I think it would work better without the synchronized emulators.
I was actually referring to
somehow having disparate active areas loaded when low-level/high-dependency diffs and deltas needed to be done, and (probably) a single load of the whole-world LOD for "meanwhile, beyond sight, the rest of the world has major events happening to it" sort of stuff.
It wasn't intended to be a distributed effort*, nor a 3rd-party server**, just a 'logical organisation' of what is effectively several single-player emulators (although with the potential for 2+ player-characters peeking and poking the data within the same (or neighbouring) world-tiles. Parallel/pseudo-parallel emulations on one machine or farmed out intelligently*** to connected pocessors with some MIPS to spare, both scenarios need to consider how to deal with incursions from neighbouring tiles (loaded and specific or unloaded with less-specific worldly movements of armed forces and migrating populations) and yet stay managable individually as well.
Although it's already becoming a different game, even if the visual flavour and basic mechanics are forced into the same outwardly-similar groove.
* - Although it could be, perhaps with players sharing loaded 'tiles' sharing the effort by splitting their region (perhaps by some k-d method) according to the proficiency of each player's machine, and soak up the need to ensure interactions/sightlines across the split-subborder(s) are communicated in order to achieve simutaneity.
** - Again, it could be, but the primary player could take on (at least) the necessary coordination duties, and be the Server to everyone else's Clients, to whatever degree therer is (or is not) 'farming out' of effort.

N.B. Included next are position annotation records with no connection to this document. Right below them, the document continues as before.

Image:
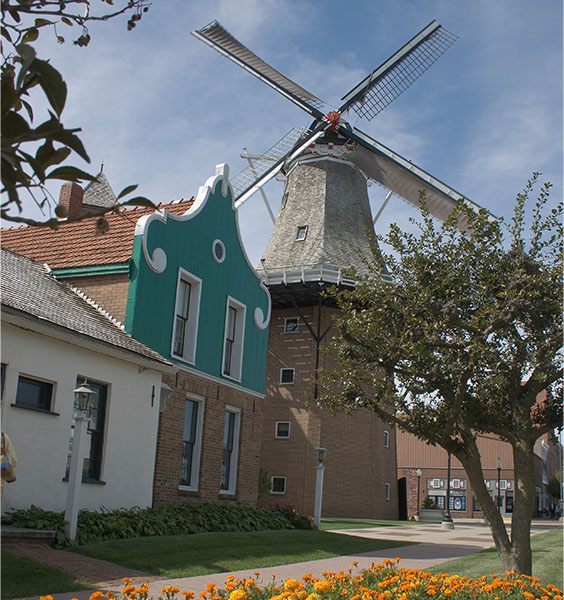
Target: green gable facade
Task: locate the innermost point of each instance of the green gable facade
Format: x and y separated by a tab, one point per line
193	295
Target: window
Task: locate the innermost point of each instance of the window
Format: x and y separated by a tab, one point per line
33	393
191	442
278	485
230	450
233	341
92	469
282	429
4	366
286	376
186	312
291	325
457	502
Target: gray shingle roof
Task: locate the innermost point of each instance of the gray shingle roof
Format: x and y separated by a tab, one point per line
28	287
99	193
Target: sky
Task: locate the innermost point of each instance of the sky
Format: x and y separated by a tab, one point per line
161	109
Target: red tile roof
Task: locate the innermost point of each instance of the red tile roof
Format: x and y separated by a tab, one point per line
79	244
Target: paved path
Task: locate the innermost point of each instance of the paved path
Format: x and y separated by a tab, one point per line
434	546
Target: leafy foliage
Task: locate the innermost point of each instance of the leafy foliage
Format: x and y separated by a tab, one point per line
458	333
171	519
33	155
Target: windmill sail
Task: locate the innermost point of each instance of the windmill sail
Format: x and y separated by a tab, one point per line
221	40
372	95
402	177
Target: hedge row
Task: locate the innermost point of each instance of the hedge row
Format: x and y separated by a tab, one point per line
172	519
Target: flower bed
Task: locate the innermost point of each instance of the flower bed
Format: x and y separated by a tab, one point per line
385	581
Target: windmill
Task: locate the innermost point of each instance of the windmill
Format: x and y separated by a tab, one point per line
347	156
324	227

*** - Imagine the 'primary' player being responsible for coordination (and perhaps the World Events calculations), perhaps off-loading some/all of her 'normal' local tile-stuff, in craftily parcelled chunks, to other players to even the load out. But with redundancy and shared status info so that her quitting from the collective seamlessly promotes a new primary, fully capable of continuing with minimum judder and even accepting the original primary back as a new subserviant client, so long as the peers don't split so much that there's no viable synchronisation kludgable together. Which is probably a design-time decision, as to how much disruption can be tolerated without either forced-pause or something of an 'action amnesty' for the most off-script of the returning/reconnecting player machines, as they are brought back into line safely.